Several of McCarthy's fellow House GOP conference members are taking actions to prepare for such a probe.
Rep. James Comer (R-Ky.), the likely chairman of the House Oversight Committee, is preparing notifications to parties to preserve evidence. Rep. Andrew Clyde (R-Ga.), a key member of the House Homeland Security Committee, has drafted legislation to explicitly outlaw federal involvement in any Big Tech censorship activities.
And Rep.

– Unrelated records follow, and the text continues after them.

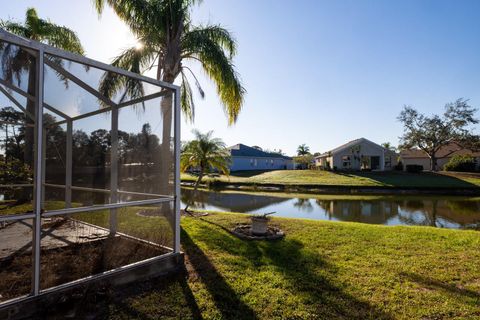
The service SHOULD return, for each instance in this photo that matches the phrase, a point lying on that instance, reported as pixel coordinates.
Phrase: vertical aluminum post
(114, 170)
(177, 146)
(68, 166)
(44, 163)
(38, 173)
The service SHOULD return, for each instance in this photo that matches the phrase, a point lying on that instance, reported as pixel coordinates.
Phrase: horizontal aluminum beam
(18, 185)
(61, 186)
(13, 217)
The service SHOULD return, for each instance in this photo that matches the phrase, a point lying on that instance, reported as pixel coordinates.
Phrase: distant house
(359, 154)
(419, 157)
(249, 158)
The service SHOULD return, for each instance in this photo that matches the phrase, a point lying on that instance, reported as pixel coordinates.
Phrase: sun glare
(139, 45)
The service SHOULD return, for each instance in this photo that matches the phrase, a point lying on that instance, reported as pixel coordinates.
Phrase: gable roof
(351, 144)
(241, 150)
(444, 152)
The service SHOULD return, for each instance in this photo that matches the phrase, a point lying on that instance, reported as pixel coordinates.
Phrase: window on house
(388, 162)
(346, 163)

Marjorie Taylor Greene (R-Ga.), one of the conservatives targeted for censorship in 2020, is consulting with a lawyer about possibly suing federal and private officials involved in the effort.
McCarthy was one of the earliest members of Congress to warn that a new generation of liberals was trying to wage an unprecedented censorship campaign through allies in government and Big Tech, weaponizing the term "disinformation" to silence rivals and critics.
His warnings — often on social posts that included the hashtag #StoptheBias — date back to 2018 and long predated the rising tide of voices in Washington now concerned about the issue.
"Another day, another example of conservatives being censored on social media," he tweeted in 2018 in demanding then-Twitter CEO Jack Dorsey "explain to Congress what is going on."
For a while, some of the more conservative members of his conference harbored mistrust of McCarthy on the issue, based on secretly recorded comments made by the GOP leader. But McCarthy has since rallied House Republicans behind a common platform to fight censorship, starting with a 2021 framework for legislation that included oversight, accountability and anti-trust actions.
"I have more faith in elected state leaders than in the unelected federal bureaucracy, which is as ideologically homogeneous as Big Tech," McCarthy said last year.
That framework was expanded in the Commitment to America, the detailed policy agenda McCarthy and other Republicans released last month.
Mike Benz, the founder of the nonprofit Foundation for Freedom Online and a former Trump administration State Department official who worked on censorship issues, said federal agencies involved in setting up the outsourced censorship project in 2020 came up with a paradigm to censor everyday Americans who objected to government narratives or actions.
"If you undermine them on social media, by articulating your grievances, you are, in effect committing a cyber attack on critical infrastructure," Benz told the John Solomon Reports podcast on Wednesday. "Now, the cute trick this fuels is that no American can air grievances now, without a pretext for censorship by the Department of Homeland Security."
Benz said the sophisticated apparatus built by liberals in the federal bureaucracy, the news media, Big Tech and the nonprofit world has many of the same attributes that communist China has used to control the free expression of its populace.
"They would talk about basically their envy of the China model, and how when there's populist movements and dissent groups within China, China has the advantage of being able to use its artificial intelligence and being able to use it," he said.
"Now I would say, you know, it's basically a bad knockoff of the Chinese model," he said of the American prototype built by DHS, State and its private partners.